As it becomes clear that four-way servers are a key growth engine for Intel-based server sales, hardware vendors are striving to differentiate their offerings as they jockey for market position.

Up until this week, the award for Most Unusual Approach went to Hewlett-Packard Co. (www.hp.com) for designing and selling a six-way server at a four-way server price. Now, NEC Computers Inc. (www.neccsd.com) may have taken the prize.

NEC’s latest offering is the Express5800/180 Ra-7. NEC calls it a 4-8 way server, and it is based on NEC’s proprietary AQU A2 chipset. Customers can buy the server at four-way prices and upgrade in both price and capacity to eight-way.

"The AQU A2 chipset allows this system to be architected in such a way that you don’t need to buy the multiprocessing infrastructure until you need to upgrade the system," says Peter Thayer, director of marketing at NEC Computers’ server business unit. "You can get the system at a reasonable cost, and you buy the multiprocessing infrastructure at the time you execute the upgrade.

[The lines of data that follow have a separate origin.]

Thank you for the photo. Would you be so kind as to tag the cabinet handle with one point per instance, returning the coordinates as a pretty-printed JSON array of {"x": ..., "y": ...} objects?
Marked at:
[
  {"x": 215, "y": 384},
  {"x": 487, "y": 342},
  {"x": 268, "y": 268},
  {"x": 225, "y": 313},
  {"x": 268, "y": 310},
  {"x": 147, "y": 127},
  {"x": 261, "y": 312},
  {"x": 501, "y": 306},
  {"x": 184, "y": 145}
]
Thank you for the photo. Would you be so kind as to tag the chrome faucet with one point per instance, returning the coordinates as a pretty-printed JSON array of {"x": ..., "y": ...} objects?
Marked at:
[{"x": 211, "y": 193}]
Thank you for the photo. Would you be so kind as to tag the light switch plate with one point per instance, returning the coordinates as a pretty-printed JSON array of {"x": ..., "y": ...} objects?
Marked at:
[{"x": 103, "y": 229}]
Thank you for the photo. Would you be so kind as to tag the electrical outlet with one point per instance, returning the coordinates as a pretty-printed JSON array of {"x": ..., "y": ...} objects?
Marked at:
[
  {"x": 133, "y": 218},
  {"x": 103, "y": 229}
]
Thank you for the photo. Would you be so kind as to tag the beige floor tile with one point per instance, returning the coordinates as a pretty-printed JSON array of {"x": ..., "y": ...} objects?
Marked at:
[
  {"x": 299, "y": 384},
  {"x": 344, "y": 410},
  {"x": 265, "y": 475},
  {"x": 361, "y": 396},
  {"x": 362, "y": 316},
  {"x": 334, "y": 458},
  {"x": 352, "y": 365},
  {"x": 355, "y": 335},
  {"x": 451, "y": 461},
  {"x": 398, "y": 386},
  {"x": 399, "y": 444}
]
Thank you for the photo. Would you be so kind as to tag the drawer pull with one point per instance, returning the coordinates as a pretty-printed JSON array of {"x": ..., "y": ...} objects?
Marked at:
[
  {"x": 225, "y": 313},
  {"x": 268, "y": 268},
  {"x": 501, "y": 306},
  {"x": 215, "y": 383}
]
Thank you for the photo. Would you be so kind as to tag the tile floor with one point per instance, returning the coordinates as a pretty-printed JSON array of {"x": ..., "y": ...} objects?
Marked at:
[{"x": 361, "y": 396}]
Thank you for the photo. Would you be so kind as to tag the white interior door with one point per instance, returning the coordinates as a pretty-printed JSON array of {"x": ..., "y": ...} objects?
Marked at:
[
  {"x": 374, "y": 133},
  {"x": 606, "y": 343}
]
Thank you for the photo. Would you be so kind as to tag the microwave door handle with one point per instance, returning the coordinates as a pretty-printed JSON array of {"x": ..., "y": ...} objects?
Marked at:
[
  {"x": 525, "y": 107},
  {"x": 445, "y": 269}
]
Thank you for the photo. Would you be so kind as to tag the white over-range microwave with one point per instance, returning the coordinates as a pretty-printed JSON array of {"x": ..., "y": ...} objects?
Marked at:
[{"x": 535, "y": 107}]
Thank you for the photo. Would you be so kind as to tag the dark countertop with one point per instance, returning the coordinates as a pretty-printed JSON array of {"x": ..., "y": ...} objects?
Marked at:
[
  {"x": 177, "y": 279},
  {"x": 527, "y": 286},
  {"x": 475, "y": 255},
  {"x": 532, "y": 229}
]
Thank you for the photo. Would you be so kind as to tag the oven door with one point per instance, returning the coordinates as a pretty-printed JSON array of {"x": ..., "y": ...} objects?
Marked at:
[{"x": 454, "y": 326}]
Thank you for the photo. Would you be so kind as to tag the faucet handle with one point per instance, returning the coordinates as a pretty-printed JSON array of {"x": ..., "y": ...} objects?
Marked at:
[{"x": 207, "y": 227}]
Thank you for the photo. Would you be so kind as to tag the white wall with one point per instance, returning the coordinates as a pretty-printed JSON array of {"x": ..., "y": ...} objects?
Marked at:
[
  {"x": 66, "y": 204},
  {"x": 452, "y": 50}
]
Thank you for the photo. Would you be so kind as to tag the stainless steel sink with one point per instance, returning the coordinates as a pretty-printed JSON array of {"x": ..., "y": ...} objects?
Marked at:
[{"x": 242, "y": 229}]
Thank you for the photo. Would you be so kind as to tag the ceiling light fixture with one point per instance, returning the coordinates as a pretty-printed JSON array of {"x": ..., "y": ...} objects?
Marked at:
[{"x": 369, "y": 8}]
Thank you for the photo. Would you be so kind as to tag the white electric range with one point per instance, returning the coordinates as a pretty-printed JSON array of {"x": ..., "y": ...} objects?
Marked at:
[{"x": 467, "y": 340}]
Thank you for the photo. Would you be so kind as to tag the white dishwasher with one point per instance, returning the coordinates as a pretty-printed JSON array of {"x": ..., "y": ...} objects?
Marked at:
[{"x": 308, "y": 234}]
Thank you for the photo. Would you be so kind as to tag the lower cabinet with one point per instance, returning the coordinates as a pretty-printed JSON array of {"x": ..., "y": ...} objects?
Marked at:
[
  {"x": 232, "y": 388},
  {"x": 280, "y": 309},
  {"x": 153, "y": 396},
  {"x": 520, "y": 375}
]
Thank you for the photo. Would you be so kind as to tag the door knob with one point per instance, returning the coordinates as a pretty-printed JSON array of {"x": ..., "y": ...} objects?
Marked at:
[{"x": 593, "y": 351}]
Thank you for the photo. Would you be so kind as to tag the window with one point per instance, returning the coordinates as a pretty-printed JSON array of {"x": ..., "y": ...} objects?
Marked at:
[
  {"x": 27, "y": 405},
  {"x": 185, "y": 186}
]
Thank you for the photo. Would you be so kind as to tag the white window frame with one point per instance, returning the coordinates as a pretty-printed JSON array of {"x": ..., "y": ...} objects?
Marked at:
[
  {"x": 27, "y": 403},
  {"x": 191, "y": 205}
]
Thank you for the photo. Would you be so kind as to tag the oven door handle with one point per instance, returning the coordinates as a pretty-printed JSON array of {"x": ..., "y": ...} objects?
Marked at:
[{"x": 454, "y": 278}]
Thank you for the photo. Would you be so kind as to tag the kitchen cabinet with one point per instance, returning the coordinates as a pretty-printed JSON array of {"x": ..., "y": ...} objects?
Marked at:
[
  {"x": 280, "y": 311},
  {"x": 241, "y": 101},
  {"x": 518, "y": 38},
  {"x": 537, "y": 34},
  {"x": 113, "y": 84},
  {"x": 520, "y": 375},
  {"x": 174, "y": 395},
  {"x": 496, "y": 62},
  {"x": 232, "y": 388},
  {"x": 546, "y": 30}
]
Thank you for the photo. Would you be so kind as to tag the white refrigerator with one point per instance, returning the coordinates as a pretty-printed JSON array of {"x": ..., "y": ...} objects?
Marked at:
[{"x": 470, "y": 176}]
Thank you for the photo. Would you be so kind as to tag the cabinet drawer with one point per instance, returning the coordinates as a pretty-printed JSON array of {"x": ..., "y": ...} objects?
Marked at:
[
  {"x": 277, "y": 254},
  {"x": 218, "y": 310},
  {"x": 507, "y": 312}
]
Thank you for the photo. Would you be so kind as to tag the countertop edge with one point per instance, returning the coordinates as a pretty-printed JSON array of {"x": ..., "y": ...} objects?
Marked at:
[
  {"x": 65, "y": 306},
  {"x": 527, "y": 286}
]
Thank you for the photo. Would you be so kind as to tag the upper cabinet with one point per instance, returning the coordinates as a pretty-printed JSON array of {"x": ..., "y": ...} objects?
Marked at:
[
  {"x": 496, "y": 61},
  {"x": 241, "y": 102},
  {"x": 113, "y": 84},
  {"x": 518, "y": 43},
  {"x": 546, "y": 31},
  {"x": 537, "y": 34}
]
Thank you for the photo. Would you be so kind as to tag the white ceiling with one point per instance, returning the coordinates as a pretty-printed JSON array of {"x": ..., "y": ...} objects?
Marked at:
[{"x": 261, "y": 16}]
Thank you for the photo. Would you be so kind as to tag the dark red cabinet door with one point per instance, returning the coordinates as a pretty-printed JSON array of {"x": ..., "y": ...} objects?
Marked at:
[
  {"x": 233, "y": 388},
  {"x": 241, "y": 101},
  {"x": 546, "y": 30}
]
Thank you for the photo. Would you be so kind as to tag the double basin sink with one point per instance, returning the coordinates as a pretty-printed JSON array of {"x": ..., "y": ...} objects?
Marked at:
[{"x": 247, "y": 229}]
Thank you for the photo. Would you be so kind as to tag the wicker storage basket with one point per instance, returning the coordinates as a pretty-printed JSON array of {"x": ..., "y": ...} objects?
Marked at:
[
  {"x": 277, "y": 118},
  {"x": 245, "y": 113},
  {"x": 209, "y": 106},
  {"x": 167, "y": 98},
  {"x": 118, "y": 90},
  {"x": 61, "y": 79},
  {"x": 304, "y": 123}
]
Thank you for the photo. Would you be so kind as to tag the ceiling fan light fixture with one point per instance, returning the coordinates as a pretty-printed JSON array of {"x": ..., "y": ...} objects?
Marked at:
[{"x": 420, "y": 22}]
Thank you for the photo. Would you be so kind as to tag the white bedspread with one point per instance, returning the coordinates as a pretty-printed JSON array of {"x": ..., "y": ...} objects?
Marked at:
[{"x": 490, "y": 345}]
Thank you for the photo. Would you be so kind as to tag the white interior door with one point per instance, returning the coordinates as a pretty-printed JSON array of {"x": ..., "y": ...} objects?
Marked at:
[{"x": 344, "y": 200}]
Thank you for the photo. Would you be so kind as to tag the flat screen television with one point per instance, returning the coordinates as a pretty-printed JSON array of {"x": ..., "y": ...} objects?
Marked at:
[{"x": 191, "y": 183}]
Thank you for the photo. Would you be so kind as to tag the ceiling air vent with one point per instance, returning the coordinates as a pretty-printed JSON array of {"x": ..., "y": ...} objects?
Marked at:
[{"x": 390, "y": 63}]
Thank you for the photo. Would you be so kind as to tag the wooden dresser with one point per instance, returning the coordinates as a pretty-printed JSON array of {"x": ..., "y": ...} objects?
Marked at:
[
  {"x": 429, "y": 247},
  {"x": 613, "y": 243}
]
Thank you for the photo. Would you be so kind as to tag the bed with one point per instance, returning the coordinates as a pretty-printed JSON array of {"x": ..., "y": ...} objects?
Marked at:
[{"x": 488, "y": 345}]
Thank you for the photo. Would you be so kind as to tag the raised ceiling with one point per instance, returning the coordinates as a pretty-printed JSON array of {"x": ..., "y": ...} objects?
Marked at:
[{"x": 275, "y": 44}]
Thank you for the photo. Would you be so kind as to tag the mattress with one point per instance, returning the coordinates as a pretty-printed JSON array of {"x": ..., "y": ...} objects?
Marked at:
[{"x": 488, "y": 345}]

NEC accomplishes this feat through what it calls a cage. The base system includes four slots for processors. When customers wants to upgrade to eight processors, they purchase two cages, which carry four processors apiece. All four processors come out of the board, and one four-processor cage plugs into the first processor slot on the board. The other four-processor cage plugs into the fourth slot on the board.

Although NEC’s chipset is in its third generation, it has never been packaged this way before.

Thayer discounts concerns that routing the work of four processors through one slot affects performance. "We haven’t seen any evidence of degradation," he says.

NEC published four-way benchmarks on the Transaction Processing Performance Council (TPC, www.tpc.org) test for ad hoc query performance. The company has not published eight-way benchmarks, and never published competitive results on the TPC’s OLTP benchmark using its previous generation eight-way server and its own chipset.

"We understand the four-way performance pretty well, and we’re working on the eight-way," Thayer says.

The new 4-8 way replaces NEC’s existing eight-way server, which the company stopped producing in December.

The Express 5800/Ra-7 takes up 7U in a rack, supports up to 16 GB of RAM, and is being sold with a 3U external disk array that holds up to eight 36-GB hard drives. The servers will begin shipping in May.

Right now, NEC, which is ranked fifth in worldwide server sales by market research firm IDC (www.idc.com), is best known in the US for its demonstrations of a 16-processor server designed for Intel’s 64-bit Itanium processors.